Urteil vom 11. April 2000

Vorinstanz: OLG Düsseldorf vom 15.12.97 – Az.: 5 U 92/97~ LG Düsseldorf vom 20.02.97 –Az.: 3 0 116/95


BUNDESGERICHTSHOF

IM NAMEN DES VOLKES

URTEIL

Der X. Zivilsenat des Bundesgerichtshofes hat auf die mündliche Verhandlung vom 11. April 2000 für Recht erkannt auf die Revision des Beklagten wird das Urteil des 5. Zivilsenats des Oberlandesgerichts Düsseldorf vom 15. Dezember 1997 im Kostenpunkt und insoweit aufgehoben, als darin zum Nachteil des Beklagten erkannt worden ist.

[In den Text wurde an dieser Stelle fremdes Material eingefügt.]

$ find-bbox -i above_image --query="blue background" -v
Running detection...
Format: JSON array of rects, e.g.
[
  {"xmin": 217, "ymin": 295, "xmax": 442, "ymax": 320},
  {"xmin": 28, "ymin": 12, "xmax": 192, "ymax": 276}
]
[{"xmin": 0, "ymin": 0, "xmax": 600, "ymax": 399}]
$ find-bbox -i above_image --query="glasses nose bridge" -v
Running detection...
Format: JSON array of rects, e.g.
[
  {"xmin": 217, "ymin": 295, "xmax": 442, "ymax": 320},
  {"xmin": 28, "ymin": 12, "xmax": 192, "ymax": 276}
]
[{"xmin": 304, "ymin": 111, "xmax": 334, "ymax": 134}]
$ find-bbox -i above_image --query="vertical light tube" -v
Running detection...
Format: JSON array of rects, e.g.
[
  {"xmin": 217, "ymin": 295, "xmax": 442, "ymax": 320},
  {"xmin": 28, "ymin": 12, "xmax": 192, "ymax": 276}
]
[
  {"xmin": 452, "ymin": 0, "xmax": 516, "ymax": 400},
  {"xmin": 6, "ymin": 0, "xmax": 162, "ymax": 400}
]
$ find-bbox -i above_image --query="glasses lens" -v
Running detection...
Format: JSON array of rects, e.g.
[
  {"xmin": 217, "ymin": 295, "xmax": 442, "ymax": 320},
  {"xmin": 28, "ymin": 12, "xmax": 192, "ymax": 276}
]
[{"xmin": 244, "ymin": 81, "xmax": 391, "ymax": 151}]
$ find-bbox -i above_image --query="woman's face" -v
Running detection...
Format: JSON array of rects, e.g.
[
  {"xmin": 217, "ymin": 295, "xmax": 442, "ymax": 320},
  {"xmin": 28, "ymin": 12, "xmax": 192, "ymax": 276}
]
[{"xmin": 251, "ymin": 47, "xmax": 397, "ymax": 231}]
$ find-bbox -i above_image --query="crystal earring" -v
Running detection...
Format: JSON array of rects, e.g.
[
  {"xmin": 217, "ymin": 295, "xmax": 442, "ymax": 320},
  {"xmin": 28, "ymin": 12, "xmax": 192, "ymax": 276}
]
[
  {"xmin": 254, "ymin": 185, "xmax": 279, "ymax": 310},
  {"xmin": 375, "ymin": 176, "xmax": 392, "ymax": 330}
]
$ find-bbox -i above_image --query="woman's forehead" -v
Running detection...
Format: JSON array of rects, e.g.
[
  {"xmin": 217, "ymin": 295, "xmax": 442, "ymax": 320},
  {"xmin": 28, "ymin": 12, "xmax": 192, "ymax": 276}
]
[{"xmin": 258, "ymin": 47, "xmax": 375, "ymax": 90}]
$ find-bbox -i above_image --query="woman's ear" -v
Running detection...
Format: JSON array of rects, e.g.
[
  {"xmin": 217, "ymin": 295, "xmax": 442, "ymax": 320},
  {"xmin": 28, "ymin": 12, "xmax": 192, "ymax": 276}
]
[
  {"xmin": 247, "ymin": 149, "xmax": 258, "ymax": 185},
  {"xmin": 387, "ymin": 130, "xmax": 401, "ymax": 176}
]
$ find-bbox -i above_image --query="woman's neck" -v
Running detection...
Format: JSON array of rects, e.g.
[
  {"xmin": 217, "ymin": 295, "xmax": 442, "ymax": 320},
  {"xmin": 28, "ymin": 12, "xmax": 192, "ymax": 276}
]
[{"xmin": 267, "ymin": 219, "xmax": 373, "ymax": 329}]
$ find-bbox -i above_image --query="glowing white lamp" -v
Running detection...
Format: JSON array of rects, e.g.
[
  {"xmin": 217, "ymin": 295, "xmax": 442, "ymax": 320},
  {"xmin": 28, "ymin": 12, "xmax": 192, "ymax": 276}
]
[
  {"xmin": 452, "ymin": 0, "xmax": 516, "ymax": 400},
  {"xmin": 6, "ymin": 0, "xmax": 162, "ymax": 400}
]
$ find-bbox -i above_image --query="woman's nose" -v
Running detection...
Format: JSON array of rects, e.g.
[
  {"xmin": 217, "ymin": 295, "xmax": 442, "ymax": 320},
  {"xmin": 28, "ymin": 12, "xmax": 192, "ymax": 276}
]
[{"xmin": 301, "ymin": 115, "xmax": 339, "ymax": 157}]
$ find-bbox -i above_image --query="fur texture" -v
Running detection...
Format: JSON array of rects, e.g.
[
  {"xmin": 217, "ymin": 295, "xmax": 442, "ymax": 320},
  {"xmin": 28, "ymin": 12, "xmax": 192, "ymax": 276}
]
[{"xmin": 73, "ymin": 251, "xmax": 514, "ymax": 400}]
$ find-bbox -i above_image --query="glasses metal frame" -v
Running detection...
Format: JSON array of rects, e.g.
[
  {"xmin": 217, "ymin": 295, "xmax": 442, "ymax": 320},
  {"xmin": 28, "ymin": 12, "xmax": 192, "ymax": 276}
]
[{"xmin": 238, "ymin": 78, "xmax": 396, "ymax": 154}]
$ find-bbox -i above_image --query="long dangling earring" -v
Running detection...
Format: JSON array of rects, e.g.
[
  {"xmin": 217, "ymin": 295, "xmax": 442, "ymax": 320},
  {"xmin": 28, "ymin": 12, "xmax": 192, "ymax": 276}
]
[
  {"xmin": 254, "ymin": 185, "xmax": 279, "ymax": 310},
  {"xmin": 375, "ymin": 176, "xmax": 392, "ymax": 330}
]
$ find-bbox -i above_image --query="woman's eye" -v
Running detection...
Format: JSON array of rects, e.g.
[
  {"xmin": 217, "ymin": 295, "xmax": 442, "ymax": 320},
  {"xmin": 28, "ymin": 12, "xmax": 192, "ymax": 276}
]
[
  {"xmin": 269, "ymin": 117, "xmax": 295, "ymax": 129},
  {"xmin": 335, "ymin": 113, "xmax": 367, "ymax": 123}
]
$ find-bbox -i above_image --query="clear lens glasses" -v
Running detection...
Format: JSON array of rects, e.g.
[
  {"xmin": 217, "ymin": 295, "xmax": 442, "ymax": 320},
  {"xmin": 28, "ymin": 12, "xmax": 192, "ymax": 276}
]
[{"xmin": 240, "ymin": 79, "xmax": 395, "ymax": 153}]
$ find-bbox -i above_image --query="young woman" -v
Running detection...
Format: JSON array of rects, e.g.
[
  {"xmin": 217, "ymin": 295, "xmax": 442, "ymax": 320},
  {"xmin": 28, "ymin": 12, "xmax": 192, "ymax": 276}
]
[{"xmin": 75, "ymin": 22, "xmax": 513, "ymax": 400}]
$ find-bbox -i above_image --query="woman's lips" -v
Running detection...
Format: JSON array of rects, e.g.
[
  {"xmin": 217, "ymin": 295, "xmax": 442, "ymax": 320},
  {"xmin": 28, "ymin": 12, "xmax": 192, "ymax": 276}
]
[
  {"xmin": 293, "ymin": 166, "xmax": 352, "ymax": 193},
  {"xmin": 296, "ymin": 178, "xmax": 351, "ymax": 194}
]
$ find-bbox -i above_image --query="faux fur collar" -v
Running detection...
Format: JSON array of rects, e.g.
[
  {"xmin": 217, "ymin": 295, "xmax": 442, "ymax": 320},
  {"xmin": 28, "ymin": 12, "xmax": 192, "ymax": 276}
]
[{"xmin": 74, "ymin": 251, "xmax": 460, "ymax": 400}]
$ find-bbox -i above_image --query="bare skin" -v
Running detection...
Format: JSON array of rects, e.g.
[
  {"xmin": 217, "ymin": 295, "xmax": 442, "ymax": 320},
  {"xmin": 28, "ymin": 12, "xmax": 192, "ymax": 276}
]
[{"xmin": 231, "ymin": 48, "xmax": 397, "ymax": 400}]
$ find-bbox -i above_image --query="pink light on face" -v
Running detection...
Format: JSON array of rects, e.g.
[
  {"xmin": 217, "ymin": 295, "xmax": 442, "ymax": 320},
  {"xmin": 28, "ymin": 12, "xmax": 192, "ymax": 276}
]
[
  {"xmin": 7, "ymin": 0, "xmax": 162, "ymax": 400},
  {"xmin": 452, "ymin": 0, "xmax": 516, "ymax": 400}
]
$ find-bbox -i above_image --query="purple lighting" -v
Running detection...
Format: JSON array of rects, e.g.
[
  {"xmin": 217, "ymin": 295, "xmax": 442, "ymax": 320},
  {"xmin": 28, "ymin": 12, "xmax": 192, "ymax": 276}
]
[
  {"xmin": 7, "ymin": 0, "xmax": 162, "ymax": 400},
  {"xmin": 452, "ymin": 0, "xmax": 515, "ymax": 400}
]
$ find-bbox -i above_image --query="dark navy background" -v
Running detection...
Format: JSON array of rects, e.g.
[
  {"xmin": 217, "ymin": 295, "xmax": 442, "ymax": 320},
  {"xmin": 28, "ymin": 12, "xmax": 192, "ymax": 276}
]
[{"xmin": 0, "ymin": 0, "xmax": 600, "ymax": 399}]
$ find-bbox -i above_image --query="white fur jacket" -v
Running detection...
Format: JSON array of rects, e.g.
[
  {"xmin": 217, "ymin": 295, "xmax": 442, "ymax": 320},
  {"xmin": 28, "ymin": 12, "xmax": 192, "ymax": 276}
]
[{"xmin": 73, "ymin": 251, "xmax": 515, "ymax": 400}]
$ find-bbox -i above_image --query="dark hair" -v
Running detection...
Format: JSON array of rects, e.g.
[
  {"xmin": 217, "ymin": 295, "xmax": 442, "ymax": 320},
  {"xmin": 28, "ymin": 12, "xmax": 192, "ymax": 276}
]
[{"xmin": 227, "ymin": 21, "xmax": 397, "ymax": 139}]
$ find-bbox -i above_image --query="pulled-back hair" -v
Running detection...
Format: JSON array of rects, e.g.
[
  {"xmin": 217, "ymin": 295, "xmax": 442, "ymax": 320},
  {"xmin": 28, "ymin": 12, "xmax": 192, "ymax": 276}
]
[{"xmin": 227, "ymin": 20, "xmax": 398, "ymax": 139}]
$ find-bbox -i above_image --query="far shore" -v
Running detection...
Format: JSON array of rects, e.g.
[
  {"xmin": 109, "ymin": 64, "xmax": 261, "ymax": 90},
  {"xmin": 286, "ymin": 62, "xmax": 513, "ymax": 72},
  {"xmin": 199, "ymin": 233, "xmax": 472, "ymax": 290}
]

Im Umfang der Aufhebung wird der Rechtsstreit zur anderweiten Verhandlung und Entscheidung, auch über die Kosten der Revision, an das Berufungsgericht zurückverwiesen.

Tatbestand:

Der Beklagte, ein Zahnarzt, hat bei der Klägerin eine EDV-Anlage mit Programmen für seine Praxis erworben. Nachdem er im März 1994 nicht mehr auf die Festplatte des Rechners zugreifen konnte, hat er diesen nach seiner Darstellung der Klägerin mit dem Auftrag zugesandt, entweder die Festplatte zu reparieren oder die Daten auf eine andere Platte zu übertragen. Kurze Zeit nach Eingang des Rechners teilte die Klägerin dem Beklagten mit, daß die Daten von der Platte nicht mehr zu retten seien, und forderte ihn auf, die von ihm erstellten Bänder mit Datensicherungen zu übersenden. Eine Wiederherstellung der Daten von diesen Bändern gelang der Klägerin ebenfalls nicht. Wie sie geltend macht, seien die Bänder teilweise nicht zu lesen gewesen bzw. wiesen eine Inkonsistenz auf.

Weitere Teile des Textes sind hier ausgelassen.